The main dwelling of the Community is a brick structure consisting of a center and two wings, the whole one hundred and eighty-seven feet in length, by seventy in breadth. It has towers at either end and irregular extensions reaching one hundred feet in the rear. This is the Community Home. It contains the chapel, library, reception-room, museum, principal drawing-rooms, and many private apartments. The other buildings of the group are the "old mansion," containing the kitchen and dining-room, the Tontine, which is a work-building, the fruit-house, the store, etc. The manufacturing buildings in connection with the water-powers are large, and mostly of brick. The organic principle of Communism in industry and domestic life, is seen in the common roof, the common table, and the daily meetings of all the members.

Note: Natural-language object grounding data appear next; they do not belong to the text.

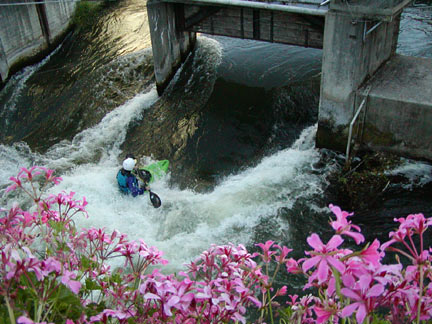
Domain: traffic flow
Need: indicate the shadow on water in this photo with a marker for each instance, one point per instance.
(209, 127)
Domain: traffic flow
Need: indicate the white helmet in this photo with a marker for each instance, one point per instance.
(129, 164)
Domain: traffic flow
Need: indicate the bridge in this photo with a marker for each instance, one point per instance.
(362, 105)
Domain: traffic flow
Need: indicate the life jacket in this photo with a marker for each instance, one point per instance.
(122, 181)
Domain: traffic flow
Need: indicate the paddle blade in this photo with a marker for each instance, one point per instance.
(156, 202)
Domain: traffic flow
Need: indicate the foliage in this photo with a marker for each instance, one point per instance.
(85, 14)
(366, 179)
(51, 272)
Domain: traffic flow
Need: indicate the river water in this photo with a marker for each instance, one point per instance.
(237, 125)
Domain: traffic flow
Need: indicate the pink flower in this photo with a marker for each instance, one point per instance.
(323, 256)
(363, 294)
(343, 227)
(371, 254)
(73, 285)
(266, 255)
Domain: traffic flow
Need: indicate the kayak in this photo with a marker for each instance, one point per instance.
(154, 171)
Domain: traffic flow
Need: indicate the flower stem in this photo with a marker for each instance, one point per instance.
(270, 308)
(421, 294)
(10, 310)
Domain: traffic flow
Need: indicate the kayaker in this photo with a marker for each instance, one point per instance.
(127, 181)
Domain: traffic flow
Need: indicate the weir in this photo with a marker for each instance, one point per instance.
(357, 111)
(29, 30)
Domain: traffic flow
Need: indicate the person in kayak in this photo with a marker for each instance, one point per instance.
(127, 181)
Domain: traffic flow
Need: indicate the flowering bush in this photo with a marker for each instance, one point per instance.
(53, 273)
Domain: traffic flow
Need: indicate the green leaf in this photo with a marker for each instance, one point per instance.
(92, 285)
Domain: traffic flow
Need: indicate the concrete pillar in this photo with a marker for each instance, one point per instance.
(170, 45)
(4, 66)
(354, 48)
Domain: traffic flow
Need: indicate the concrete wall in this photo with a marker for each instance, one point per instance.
(398, 113)
(349, 58)
(170, 45)
(28, 30)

The extent and variety of industrial operations at the Oneida Community may be seen in part by the following statistics from the report of last year, (1868.)
| No. of steel traps manufactured during the year, | 278,000. |
| No. of packages of preserved fruits, | 104,458. |
| Amount of raw silk manufactured, | 4,664 lbs. |
| Iron cast at the foundry, | 227,000 do. |
| Lumber manufactured at saw-mill, | 305,000 feet. |
| Product of milk from the dairy, | 31,143 gallons. |
| Product of hay on the domain, | 300 tons. |
| Product of potatoes, | 800 bushels. |
| Product of strawberries, | 740 do. |
| Product of apples, | 1,450 do. |
| Product of grapes, | 9,631 lbs. |
Stock on the farm, 93 cattle and 25 horses. Amount of teaming done, valued at $6,260.
In addition to these, many branches of industry necessary for the convenience of the family are pursued, such as shoemaking, tailoring, dentistry, etc. The cash business of the Community during the year, as represented by its receipts and disbursements, was about $575,000. Amount paid for hired labor $34,000. Family expenses (exclusive of domestic labor by the members, teaching, and work in the printing office), $41,533.43.